Intrinsic Superconducting Diode Effect

TL;DR

This paper proposes an intrinsic mechanism for the superconducting diode effect based on nonreciprocal depairing currents, revealing temperature-dependent behaviors and sign reversals influenced by magnetic fields in noncentrosymmetric superconductors.

Contribution

It introduces a new intrinsic mechanism for the superconducting diode effect, emphasizing the role of nonreciprocal depairing currents and their temperature and magnetic field dependencies.

Findings

Nonreciprocal depairing current scales with temperature near critical temperature.

Sign reversals of critical current occur with increasing magnetic field.

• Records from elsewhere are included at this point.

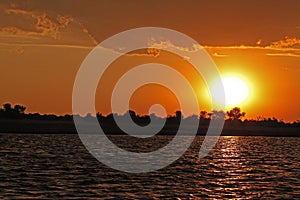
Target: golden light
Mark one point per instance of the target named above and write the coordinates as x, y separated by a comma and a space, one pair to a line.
236, 90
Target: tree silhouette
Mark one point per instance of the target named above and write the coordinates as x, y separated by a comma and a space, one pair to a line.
235, 113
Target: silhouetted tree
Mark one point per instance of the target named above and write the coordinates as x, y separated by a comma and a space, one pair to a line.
217, 114
235, 113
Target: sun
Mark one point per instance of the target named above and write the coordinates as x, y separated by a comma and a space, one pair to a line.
236, 90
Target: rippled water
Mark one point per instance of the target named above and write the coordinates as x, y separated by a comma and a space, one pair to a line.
59, 166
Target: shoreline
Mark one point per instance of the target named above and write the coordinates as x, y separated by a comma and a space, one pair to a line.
25, 126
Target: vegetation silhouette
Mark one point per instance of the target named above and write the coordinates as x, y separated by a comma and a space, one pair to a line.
13, 119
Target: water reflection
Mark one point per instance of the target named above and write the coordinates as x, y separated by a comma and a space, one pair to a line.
58, 166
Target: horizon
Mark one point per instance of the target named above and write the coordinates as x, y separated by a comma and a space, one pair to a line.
42, 48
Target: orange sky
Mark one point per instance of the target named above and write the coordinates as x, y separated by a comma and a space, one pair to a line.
42, 45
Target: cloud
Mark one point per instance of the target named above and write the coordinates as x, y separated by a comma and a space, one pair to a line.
287, 42
283, 54
220, 55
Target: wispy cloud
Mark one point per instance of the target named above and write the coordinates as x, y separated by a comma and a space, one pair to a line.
287, 42
41, 28
283, 54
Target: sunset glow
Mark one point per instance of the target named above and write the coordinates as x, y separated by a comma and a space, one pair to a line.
42, 49
236, 91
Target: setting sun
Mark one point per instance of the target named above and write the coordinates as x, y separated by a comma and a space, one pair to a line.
236, 90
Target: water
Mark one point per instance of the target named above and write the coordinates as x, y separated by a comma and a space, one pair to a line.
59, 166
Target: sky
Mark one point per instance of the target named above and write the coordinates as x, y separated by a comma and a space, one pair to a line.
43, 43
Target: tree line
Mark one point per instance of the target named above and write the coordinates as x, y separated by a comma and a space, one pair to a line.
232, 117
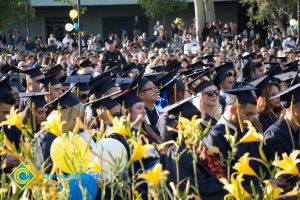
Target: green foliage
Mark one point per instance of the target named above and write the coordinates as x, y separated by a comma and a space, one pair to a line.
157, 8
13, 11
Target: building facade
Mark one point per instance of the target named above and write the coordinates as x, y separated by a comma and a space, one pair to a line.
104, 16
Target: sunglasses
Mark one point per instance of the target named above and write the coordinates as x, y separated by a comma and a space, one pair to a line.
230, 74
212, 93
83, 96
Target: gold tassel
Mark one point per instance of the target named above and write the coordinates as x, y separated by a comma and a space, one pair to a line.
239, 115
175, 93
27, 84
49, 88
33, 117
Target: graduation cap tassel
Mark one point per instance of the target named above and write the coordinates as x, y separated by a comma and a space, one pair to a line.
27, 84
175, 93
33, 117
296, 121
239, 115
49, 97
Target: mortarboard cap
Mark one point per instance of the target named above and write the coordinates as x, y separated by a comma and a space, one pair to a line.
128, 98
222, 73
153, 76
274, 70
244, 95
38, 98
101, 86
209, 58
289, 94
260, 84
106, 102
34, 73
183, 107
85, 63
158, 68
281, 59
66, 100
54, 70
286, 76
248, 56
49, 80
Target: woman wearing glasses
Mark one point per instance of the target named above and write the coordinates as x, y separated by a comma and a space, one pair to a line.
208, 103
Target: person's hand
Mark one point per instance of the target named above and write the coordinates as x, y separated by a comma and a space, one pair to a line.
137, 121
102, 114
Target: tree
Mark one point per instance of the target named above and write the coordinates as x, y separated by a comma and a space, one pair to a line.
13, 11
158, 8
271, 11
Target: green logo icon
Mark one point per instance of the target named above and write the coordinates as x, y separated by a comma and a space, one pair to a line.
22, 176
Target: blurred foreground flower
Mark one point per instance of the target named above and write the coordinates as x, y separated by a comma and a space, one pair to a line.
288, 164
155, 175
55, 125
13, 119
119, 126
243, 166
95, 166
271, 191
186, 127
252, 135
140, 151
235, 188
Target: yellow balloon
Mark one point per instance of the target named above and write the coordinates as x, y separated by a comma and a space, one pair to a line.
71, 154
73, 14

Nonreciprocity is linked to Landau critical momentum and helical superconductivity.

Abstract

Stimulated by the recent experiment [F. Ando et al., Nature 584, 373 (2020)], we propose an intrinsic mechanism to cause the superconducting diode effect (SDE). SDE refers to the nonreciprocity of the critical current for the metal-superconductor transition. Among various mechanisms for the critical current, the depairing current is known to be intrinsic to each material and has recently been observed in several superconducting systems. We clarify the temperature scaling of the nonreciprocal depairing current near the critical temperature and point out its significant enhancement at low temperatures. It is also found that the nonreciprocal critical current shows sign reversals upon increasing the magnetic field. These behaviors are understood by the nonreciprocity of the Landau critical momentum and the change in the nature of the helical superconductivity. The intrinsic SDE unveils the rich phase diagram and functionalities of noncentrosymmetric superconductors.